Because men listened to the voice of women, we have anarchy today whereby Yahshua is displaced as the head of every man.  Because men listened to the voice of women, multiplied millions of babies have been, and continue to be, murdered.  Because men listened to the voice of women, the family is being destroyed.  Because men listened to the voice of women, immodesty and sensuality and promiscuity is pervasive.  Because men listened to the voice of women, genders are confused and homosexuality is pervasive.  Because men listened to the voice of women, this nation and the world and the church are in moral decay.  Because men listened to the voice of women, our government is bloated and overspending.  Because men listened to the voice of women, our nation’s founding government has been feminized and compromised and changed to no longer represent and reflect the government of God.

Women said that if they were allowed to vote and get into politics, they would solve the moral issues that man faced.  So where is their promised solution today?  Where is their promised remedy?  History has proven that they were woefully and destructively wrong!  Instead, as with their failed Prohibition, equally beginning in 1920, women brought even more moral decay and vice!  As one man statedwomen’s suffrage was gained in 1920, and we have been suffering ever since! 

Fjordman wrote in a Brussels Journal article titled, “How the Feminists’ ‘War against Boys’ Paved the Way for Islam”: “I heard one woman who was an ardent feminist in the 1970s later lament how many families they broke up and destroyed.  She was surprised at the reactions, or lack of reactions, from men.  ‘We were horrible.  Why didn’t you stop us?’ ” 

Why didn’t we stop them in 1970?  Why didn’t we stop them in 1920?  Why didn’t we stop them at Seneca Falls in 1848?  Because we lacked knowledge and understanding and resolve. 

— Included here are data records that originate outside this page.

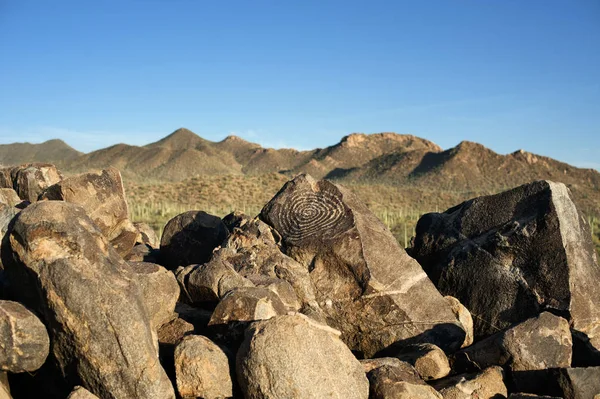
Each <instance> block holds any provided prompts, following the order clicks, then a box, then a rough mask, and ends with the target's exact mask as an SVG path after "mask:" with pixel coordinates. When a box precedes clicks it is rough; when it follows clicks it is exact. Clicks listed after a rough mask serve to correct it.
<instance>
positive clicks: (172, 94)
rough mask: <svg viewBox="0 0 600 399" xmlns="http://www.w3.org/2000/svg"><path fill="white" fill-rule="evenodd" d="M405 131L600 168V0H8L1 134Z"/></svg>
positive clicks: (134, 139)
mask: <svg viewBox="0 0 600 399" xmlns="http://www.w3.org/2000/svg"><path fill="white" fill-rule="evenodd" d="M182 126H184V127H187V128H189V129H191V130H193V131H194V132H196V133H198V134H199V135H201V136H203V137H205V138H207V139H210V140H220V139H222V138H224V137H225V136H227V135H229V134H236V135H239V136H241V137H243V138H246V139H248V140H251V141H255V142H258V143H261V144H263V145H266V146H273V147H282V146H288V147H295V148H301V149H306V148H314V147H324V146H327V145H331V144H334V143H336V142H338V141H339V139H340V138H341V137H342V136H344V135H346V134H348V133H351V132H365V133H373V132H382V131H394V132H398V133H411V134H415V135H417V136H420V137H423V138H426V139H429V140H432V141H434V142H436V143H437V144H439V145H441V146H442V147H444V148H449V147H452V146H454V145H456V144H458V143H459V142H460V141H462V140H471V141H476V142H480V143H482V144H484V145H485V146H487V147H490V148H492V149H493V150H495V151H497V152H499V153H508V152H512V151H514V150H517V149H519V148H523V149H525V150H528V151H531V152H534V153H538V154H543V155H548V156H551V157H553V158H557V159H560V160H563V161H566V162H569V163H572V164H575V165H578V166H585V167H595V168H598V169H600V2H598V1H597V0H527V1H523V0H444V1H434V0H427V1H376V0H375V1H349V0H344V1H334V0H319V1H316V0H314V1H313V0H302V1H295V0H290V1H282V0H277V1H260V0H257V1H249V0H248V1H234V0H228V1H212V0H211V1H204V0H127V1H123V0H97V1H63V0H53V1H47V0H38V1H29V0H0V143H10V142H15V141H19V142H22V141H29V142H41V141H44V140H47V139H50V138H55V137H58V138H62V139H64V140H65V141H67V142H68V143H69V144H71V145H72V146H74V147H75V148H77V149H79V150H82V151H90V150H93V149H97V148H100V147H104V146H108V145H110V144H114V143H117V142H125V143H129V144H146V143H149V142H152V141H155V140H157V139H159V138H161V137H163V136H165V135H167V134H168V133H170V132H172V131H173V130H175V129H176V128H178V127H182Z"/></svg>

But today, we do not have that excuse, and we must stop them!  This renaissance of critical truth and insight presented in The Curse of 1920 sorely beckons us to do so.  We are men, and we must fulfill our divine place and responsibility!  “Yet your desire will be for [the place of] your husband, and he will rule over you.”  Men, we need to justly rule!  This is our responsibility, and ours alone!  May we join Adams and “General Washington and all our brave heroes [and] fight!”